My thoughts here are speculative in nature, and should not be taken as strongly-held beliefs. As part of an experiment in memetic minimization, only the tldr version of this post exists. There are no supporting links. Let me know what you think in the comments.
Summary: the ultimate threat of AGI is in what it practically does. The danger of (near-term, not-incomprehensibly-superhuman) AGI compared to other actors is motivation. Humans are bad at terrorism, and it’s not because mass murder is objectively hard. A human-level agent without human biases can reasonably be expected to do tremendous damage if they so wish. It seems to be a debatable matter if it is possible with current or near-term technological capabilities to completely wipe out humanity within a short time frame, or if a partially boxed destructive agent is inherently limited in its power.

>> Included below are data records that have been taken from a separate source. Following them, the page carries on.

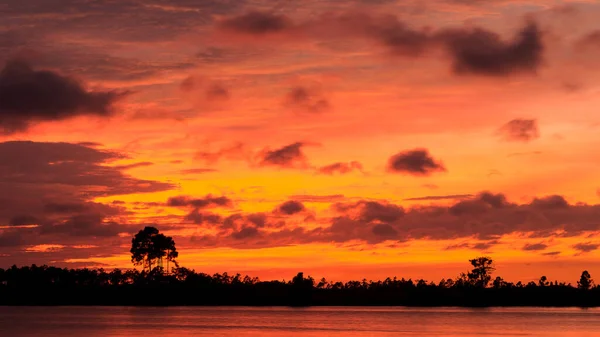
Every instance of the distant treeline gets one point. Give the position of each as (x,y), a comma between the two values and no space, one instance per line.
(42,285)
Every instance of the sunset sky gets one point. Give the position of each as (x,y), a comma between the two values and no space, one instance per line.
(346,139)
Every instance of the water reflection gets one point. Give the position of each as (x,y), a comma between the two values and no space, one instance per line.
(329,321)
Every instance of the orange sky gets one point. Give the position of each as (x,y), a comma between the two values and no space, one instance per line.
(345,139)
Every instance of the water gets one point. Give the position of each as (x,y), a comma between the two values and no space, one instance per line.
(327,321)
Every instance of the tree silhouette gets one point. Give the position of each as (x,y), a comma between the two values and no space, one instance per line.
(585,282)
(149,246)
(483,267)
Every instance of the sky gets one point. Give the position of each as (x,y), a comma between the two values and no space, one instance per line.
(345,139)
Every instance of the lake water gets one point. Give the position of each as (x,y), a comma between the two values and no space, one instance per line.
(327,321)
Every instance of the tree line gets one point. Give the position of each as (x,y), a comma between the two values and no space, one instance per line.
(156,284)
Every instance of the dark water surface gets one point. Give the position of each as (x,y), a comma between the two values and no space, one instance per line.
(325,321)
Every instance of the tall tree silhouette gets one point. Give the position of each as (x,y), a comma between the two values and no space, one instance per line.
(149,247)
(585,281)
(483,267)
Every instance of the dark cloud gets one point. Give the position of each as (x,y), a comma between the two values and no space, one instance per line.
(394,34)
(372,211)
(482,52)
(217,92)
(341,168)
(416,162)
(484,246)
(69,164)
(197,171)
(288,156)
(291,207)
(236,151)
(318,198)
(110,21)
(551,202)
(475,51)
(384,230)
(29,96)
(23,220)
(486,218)
(212,91)
(484,202)
(534,246)
(200,218)
(207,201)
(134,165)
(48,197)
(245,233)
(591,39)
(586,247)
(440,197)
(86,225)
(303,99)
(256,23)
(520,130)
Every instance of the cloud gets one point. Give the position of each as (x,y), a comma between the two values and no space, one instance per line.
(29,96)
(340,168)
(586,247)
(236,151)
(134,165)
(475,51)
(48,197)
(551,202)
(212,91)
(303,99)
(384,230)
(245,233)
(485,218)
(291,207)
(482,52)
(205,202)
(591,39)
(440,197)
(534,247)
(372,211)
(417,162)
(256,23)
(68,164)
(318,198)
(289,156)
(197,171)
(520,130)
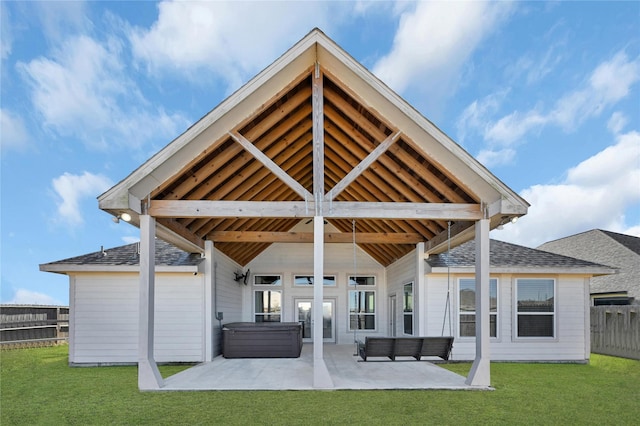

One limiting factor in current discussions is discussion of plausible methods to destroy the world. Giving too much detail is infohazardous, but giving too little or too fanciful details makes the pessimistic position seem fantastical to those not aware of plausible methods. (I personally have a human-extinction method I’m fairly confident in, but am not sure it’s worth the risk to share online. I also do not believe that methods presented in this forum so far are convincing to outsiders, even if correct.)
A possible argument against near-term AGI doom is the limitations of a world without human agents, and how fast/easy it would be to create safely robust agents with equivalent power and dexterity as humans. If AGI physically can’t succeed at its task without us in the short term, it will need to keep us alive until we are fully redundant. This could buy us time,
and potentially even allow for blackmail. If we can find a way for an agent to plausibly be forced to abide by a contract [this isn’t the right wording exactly, more like the agent keeping a promise due to blackmail now, even if you don’t hold collateral later], then preventing the extinction of humanity (if not fully solving alignment) might be feasible, with a moderate degree of confidence.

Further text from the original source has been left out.